AI catastrophe is easy to imagine, but a lot has to go consistently and infallibly wrong for the doom theory to pan out.

· 12 min read
‘Superintelligence,’ Ten Years On
23 May 2019; Nick Bostrom, Director, Future of Humanity Institute, Oxford, on Centre Stage during day three of Collision 2019 at Enercare Centre in Toronto, Canada. Photo by Stephen McCarthy/Collision via Sportsfile

Published in 2014, Nick Bostrom’s book Superintelligence: Paths, Dangers, Strategies has shaped the debate on AI alignment for the past decade. More than any other book on the topic, it is responsible for shifting concerns about AI safety from “silly” to “serious.” And while many prominent coders still think concerns about the “existential risk” of AI are misplaced, these issues are now receiving legislative attention mainly because key milestones defined by Bostrom (“oracles” and “genies”) have been passed by OpenAI.

ChatGPT, launched in November 2022, is an “oracle” (a question and answer system). OpenAI released “Custom GPTs” that can be linked to actions (that meet Bostrom’s definition of “genies”) in November 2023. Bostrom argues that AI can plausibly develop into a “superintelligence”—also known as the “singularity,” “strong AI,” artificial general intelligence (AGI), and artificial superintelligence (ASI)—far more intelligent than its creators. His main claim is that ASI poses an existential risk to humanity. The outline of his reasoning is as follows: 

  1. Machine intelligence can out-think human intelligence. 
  2. There are various plausible paths to superintelligence.
  3. When it happens, the “intelligence explosion” will be rapid.
  4. The first superintelligence will attain a “decisive strategic advantage.”
  5. The “final goals” of a superintelligence may be “orthogonal to” (ie: at variance with) those of humanity.
  6. The default outcome is (very likely) doom.
  7. The “control problem” (keeping a superintelligence under control) is extraordinarily difficult.
  8. Paths to superintelligence include:
    1. Oracles (Q&A systems like ChatGPT)
    2. Genies (OpenAI Custom GPTs that can “act”)
    3. Sovereigns (digital government)
    4. Tools (most existing non-chatbot AI)
  9. The consequences of machine intelligent “optimisation” are likely to be Malthusian for humanity.
  10. Getting “values” into a superintelligent AI (the “value-loading problem”) is challenging. 
  11. Further, “value learning” is risky because machine “final goals” may vary from human “final goals.”
  12. Solving “values” has not been done by humans in millennia as moral disagreement is endemic.
  13. How humans are going to get a “seed AI” to learn the “right” values is challenging.

    Therefore:
  14. A collaborative and safety-focused approach willing to “decelerate” is best.

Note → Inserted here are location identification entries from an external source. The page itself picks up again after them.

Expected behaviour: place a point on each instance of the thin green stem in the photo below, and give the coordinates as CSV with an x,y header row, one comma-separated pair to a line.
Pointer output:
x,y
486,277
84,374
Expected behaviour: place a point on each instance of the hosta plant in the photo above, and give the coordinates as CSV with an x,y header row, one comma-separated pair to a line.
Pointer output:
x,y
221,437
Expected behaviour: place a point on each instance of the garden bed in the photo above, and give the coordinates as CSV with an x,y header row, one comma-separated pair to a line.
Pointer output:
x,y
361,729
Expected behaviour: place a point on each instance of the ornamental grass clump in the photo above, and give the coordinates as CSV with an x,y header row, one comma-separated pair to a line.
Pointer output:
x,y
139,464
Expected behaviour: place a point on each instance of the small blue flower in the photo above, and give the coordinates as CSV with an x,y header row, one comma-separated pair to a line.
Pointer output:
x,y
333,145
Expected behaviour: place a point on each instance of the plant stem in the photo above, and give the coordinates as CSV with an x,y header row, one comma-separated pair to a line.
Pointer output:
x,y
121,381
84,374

Few people would dispute that, in many ways, AI can out-think human intelligence. AI can already outplay humans at chess, Go, and Jeopardy, and it can perform mathematical calculations at speeds unattainable by human minds. However, few of us consider superhuman ability in chess or arithmetic to be an existential risk. And we can still point to numerous areas where AI has subhuman levels of performance compared to people and animals. As Yann LeCun, who runs AI at Facebook and Instagram, likes to observe, cats can outperform AI on many key aspects of intelligence. 

To Accelerate or Decelerate AI: That is the Question
Explaining the “accel/decel” split at the heart of the OpenAI power struggle.

Still, the constellation of abilities is mixed. Cats have superhuman abilities at climbing but are useless when faced with any task that involves symbol manipulation according to rules (computation). Computers excel at computation, but a human toddler does not need a training set of 10,000 tagged images to learn the difference between a cat and a dog. And when navigating the real world, computers lack the ability—possessed by virtually all animals—to make “common sense” decisions. Humans find this easy but symbol-manipulating data processors find it hard. Robotics has been lagging far behind AI for decades.

Obviously, Bostrom does not cover the architecture of ChatGPT. The seminal paper on GPTs was not published until 2017, three years after his book appeared. The architecture for Large Language Models (LLMs) has since been touted as a plausible path to ASI. The question of whether or not LLMs alone are capable of attaining superintelligence is vigorously debated, but LLMs are likely to have a place in an ASI, due to their conversational fluency. The days of enterprise applications with clunky screens, menus, and pop-ups are numbered. Pretty soon, we will all expect to talk to our software like Scotty in Star Trek IV.


Bostrom bases much of his argument on the notion of an “intelligence explosion” where a nascent superintelligence will achieve cognitive evolution at increasingly rapid speeds. The Skynet story in the Terminator films raises the spectre of an AI takeover and world domination. Bostrom argues that the first team to achieve “superintelligence” will achieve a “decisive strategic advantage” as it will be in a position to impose its “will” upon all other intelligences.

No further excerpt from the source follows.